The trick to creating a great value proposition statement is to stick with simple and easy to understand language.

The best language are the exact words that your customer’s use to describe their problem and ideal solution.

We’ll talk about how to extract that information from your customers in a later chapter so for now, let’s make a hypothesis.

Perhaps one of my favorite examples of this is from Unbounce.com

They use very simple easy to understand language to immediately describe the value their product creates.

If you’re really stuck here, I suggest you download the PDF of Alexander O’sterwalder’s Value proposition design workbook.

Download the First 100 or so pages PDF version here: Value Prop Design Book

Order the full version on amazon here: Value Proposition Design: How to Create Products and Services Customers Want (Strategyzer)” _blank”=”” target=”_blank”> Value Proposition Design: How to Create Products and Services Customers Want (Strategyzer)

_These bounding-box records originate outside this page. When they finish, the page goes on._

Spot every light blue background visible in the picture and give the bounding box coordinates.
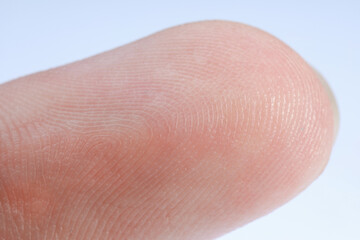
[0,0,360,240]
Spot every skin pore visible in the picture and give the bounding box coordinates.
[0,21,337,240]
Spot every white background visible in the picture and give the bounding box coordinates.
[0,0,360,240]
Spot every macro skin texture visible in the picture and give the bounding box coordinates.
[0,21,335,240]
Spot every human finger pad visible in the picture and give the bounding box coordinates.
[0,21,334,239]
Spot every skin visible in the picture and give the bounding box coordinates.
[0,21,337,240]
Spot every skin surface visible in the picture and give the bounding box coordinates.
[0,21,336,240]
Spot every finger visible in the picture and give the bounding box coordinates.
[0,21,335,240]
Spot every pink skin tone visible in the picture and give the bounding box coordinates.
[0,21,336,240]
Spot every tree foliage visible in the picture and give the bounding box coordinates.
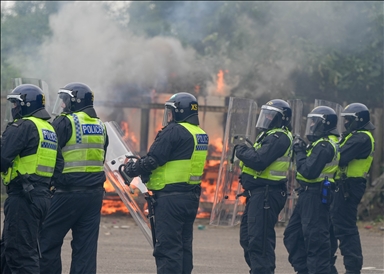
[1,1,59,92]
[1,1,384,107]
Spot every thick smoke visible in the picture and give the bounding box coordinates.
[16,1,376,104]
[19,2,204,100]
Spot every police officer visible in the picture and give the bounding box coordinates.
[331,103,375,274]
[236,99,292,273]
[125,92,208,274]
[284,106,339,274]
[1,84,63,274]
[40,83,108,274]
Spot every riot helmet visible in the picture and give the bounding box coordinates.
[7,84,50,120]
[341,103,375,132]
[305,106,338,142]
[163,92,199,127]
[256,99,292,130]
[52,83,94,115]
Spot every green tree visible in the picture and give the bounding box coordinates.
[1,1,59,92]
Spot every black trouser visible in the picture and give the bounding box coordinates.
[153,187,201,274]
[240,186,287,274]
[330,180,366,274]
[1,186,51,274]
[284,186,331,274]
[40,187,104,274]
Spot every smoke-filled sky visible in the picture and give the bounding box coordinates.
[2,1,378,105]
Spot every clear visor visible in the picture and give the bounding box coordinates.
[4,95,23,123]
[163,106,173,127]
[304,114,324,136]
[256,106,282,129]
[52,89,73,116]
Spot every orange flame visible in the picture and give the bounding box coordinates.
[101,121,228,218]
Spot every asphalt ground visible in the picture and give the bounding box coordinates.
[1,212,384,274]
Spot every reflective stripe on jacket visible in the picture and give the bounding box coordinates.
[336,130,375,179]
[62,112,106,173]
[1,117,58,185]
[240,128,293,181]
[147,123,209,190]
[296,135,340,183]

The most common place that people get stuck is with narrowing down who exactly purchases the product. Too often, I’ve worked with teams that didn’t realize they were trying to sell their product or service to 5 different customer archetypes instead of one OR that they were not selling to the decision maker.

The steps laid out in the Value Proposition Design book will help you focus on who the most important customers are by ranking the customer’s jobs, pains, and gains with your products/services, how they relieve those pains, and how they create those gains.

It only takes 1 to 2 hours to get through the Value Proposition Design workshop so if you’re feeling unsure about what customer you’d like to go after first, take the time now! It’ll save you a lot of wasted time going after the wrong person or company. Again this is time well spent. You will waste hours, days, weeks or months if you are dedicating time and resources chasing the wrong customer. The earlier you can commit to your target market the better.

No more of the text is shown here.